Así que cuando paseábamos por la estación, imaginaba a mi madre volviendo de sus largas temporadas en el internado, deseosa de llegar a casa con los suyos; o imaginaba a mi padre cogiendo el tren a Sevilla.

Cuando la mina cerró, el pueblo comenzó una nueva etapa. La época de la plaza llena, la escuela abarrotada y la Rivera con bañistas dejó paso al pueblo tranquilo y las casas vacías entre semana.
Los viernes por la tarde el pueblo despierta, y muchos de los que se fueron, vuelven a las casas de sus mayores.
Descansan, recuerdan y escriben el futuro del pueblo.

La casa de mi tía Lucía, la hermana de mi abuela, era pequeña, pero yo no la recuerdo tan chica. La recuerdo marrón, con su mesa camilla y todos alrededor, en la cocina. Recuerdo que mi tía Lucía era la persona de mi familia que más horas podía pasar cepillándome el pelo mientras me contaba historias del pueblo sin parar.

Hoy, esa casa es una obra de arte. Mis tíos y mis primos la han adaptado a sus necesidades y la han convertido en una casa cómoda, moderna y apacible, conservando el encanto de la casa que era.
Lo que antes era el postigo es hoy un espacio de paz, con césped, plantas aromáticas y una piscina. Rodeada de árboles, se escuchan pájaros mientras escribo.

El sol del sur es especial hasta en invierno. Reconforta en cualquier época.

Mis primos han creado su espacio para tocar música, guardar sus instrumentos, mi tía tiene su espacio para escribir y leer, mi tío tiene sus cactus y plantitas en su rincón.
Es una casa muy especial.
Para mí, esto es arte. Hacer de lo antiguo algo moderno, de lo viejo algo útil, de tus raíces, en definitiva, tu futuro.
Por eso me gusta venir a la Mina, porque es mi pasado y porque sin él no puedo tener futuro.

Estoy muy orgullosa de mi familia.
Son un ejemplo de sacrificio, de mejora, de capacidad de adaptación, y son, sobre todo, un ejemplo de generosidad.
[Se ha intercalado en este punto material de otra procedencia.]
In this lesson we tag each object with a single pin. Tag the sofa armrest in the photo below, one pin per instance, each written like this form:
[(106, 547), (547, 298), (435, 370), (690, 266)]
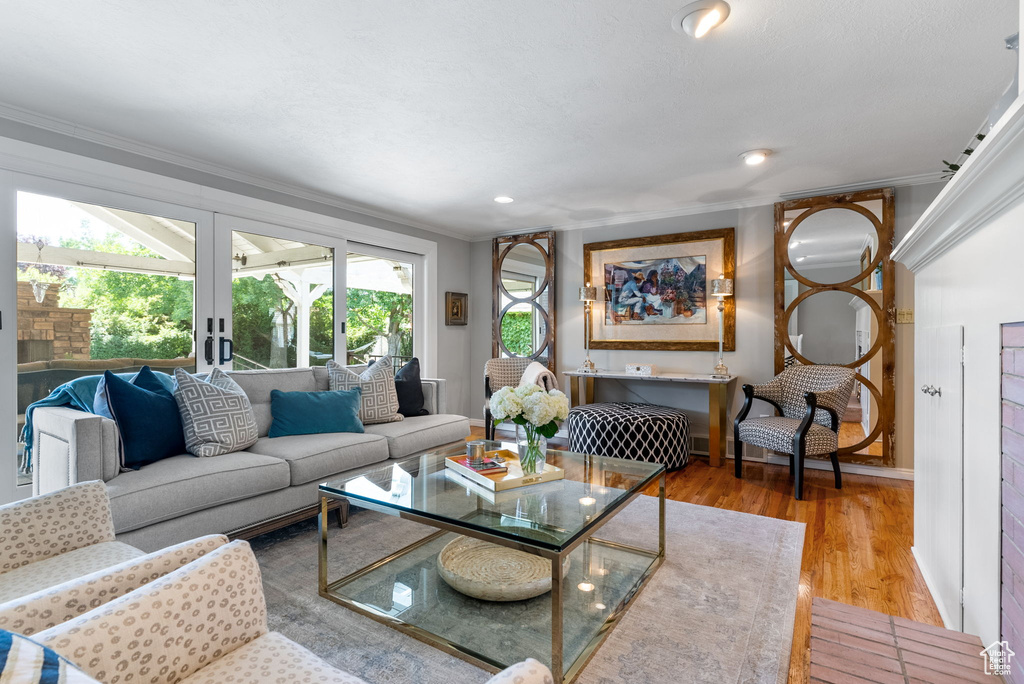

Mi generación es muy afortunada gracias a la anterior.
Y yo me siento especialmente afortunada gracias a mi familia.

Que no se me olvide que tengo que traer algún día a mis hijos a la Mina.

* "Cabria" se llama a la estructura de hierro que sujeta la jaula que bajaba a los mineros a la mina para la extracción del carbón.